Pick Six  


Can Jeff Demps match these NFL legends?


This has been a big week with sprinters and the NFL. Tennessee Titans running back Chris Johnson -- among others -- said he could beat Usain Bolt in a race. Now former Florida Gator Jeff Demps hopes to play in the NFL this season.

Before we're too quick to dismiss Demps, please note there have been a number of world-class sprinters who have successfully made the transition from the track to the league.

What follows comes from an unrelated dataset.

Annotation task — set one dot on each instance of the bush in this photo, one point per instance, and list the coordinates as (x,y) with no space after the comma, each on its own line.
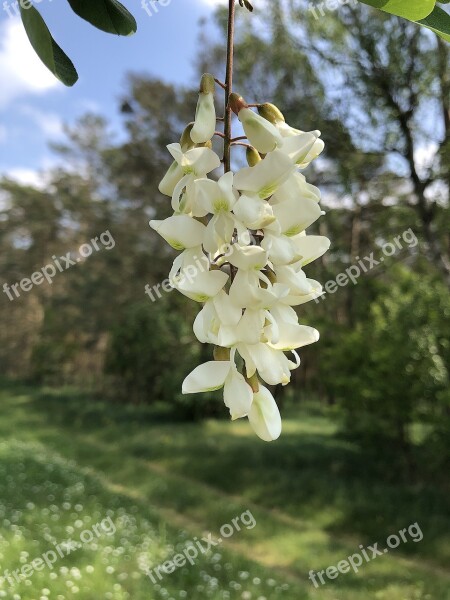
(392,370)
(151,351)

In fact, here are the six best success stories in NFL history.

And without further ado ...

  • Ron Brown

    Brown was a gold medal winner on the U.S. 4 x 100m relay at the 1984 Olympics in Los Angeles before he made the move down the road to play with the Los Angeles Rams a year later. Brown made his first and only Pro Bowl during his rookie season in 1985 as a kick returner, but Rams fans will always lament the touchdown pass he dropped from Dieter Brock in the 1985 NFC Championship Game.

  • James Jett

    Jett won the gold medal in the 4 x 100m relay at the 1992 Olympics in Barcelona and then started a career with the Los Angeles Raiders. Jett had arguably his best season in 1997, hauling in 46 passes for 804 receiving yards and 12 touchdowns. Jett also scored the Raiders' only touchdown in the famed "Tuck Rule" game.

  • Willie Gault

    Gault was an accomplished sprinter and a member of the 1980 Olympic team that boycotted the games in Moscow. Gault was a member of the 1985 Chicago Bears squad which won Super Bowl XX. And you could probably, without looking, recite his line from the Bears' "Super Bowl Shuffle" video.

  • Michael Bates

    Bates was a bronze medalist in the 200m at the 1992 Olympics in Barcelona. He then became one of the most feared kick returners in NFL history, and was selected to five Pro Bowls during his career with the Seattle Seahawks, Cleveland Browns, Carolina Panthers, Washington Redskins, Dallas Cowboys and New York Jets.

  • Darrell Green

    I hesitated to add Green to the list because he didn't have any Olympic credentials, but he routinely defeated those Olympians during the NFL's Fastest Man competitions in the 1980s and certainly wasn't shy about saying how fast he was during a recent visit to the Dave Dameshek Football Program. So he's No. 2.

  • Bob Hayes

    Bullet Bob won gold medals in the 100m and 4 x 100m relay at the 1964 Olympics in Tokyo. Hayes was selected by the Dallas Cowboys in the seventh round of the 1964 NFL Draft. He changed the face of the NFL with his ability to stretch the field with his speed and was selected to three Pro Bowls. He received the NFL's highest honor when he was selected to the Pro Football Hall of Fame in 2009.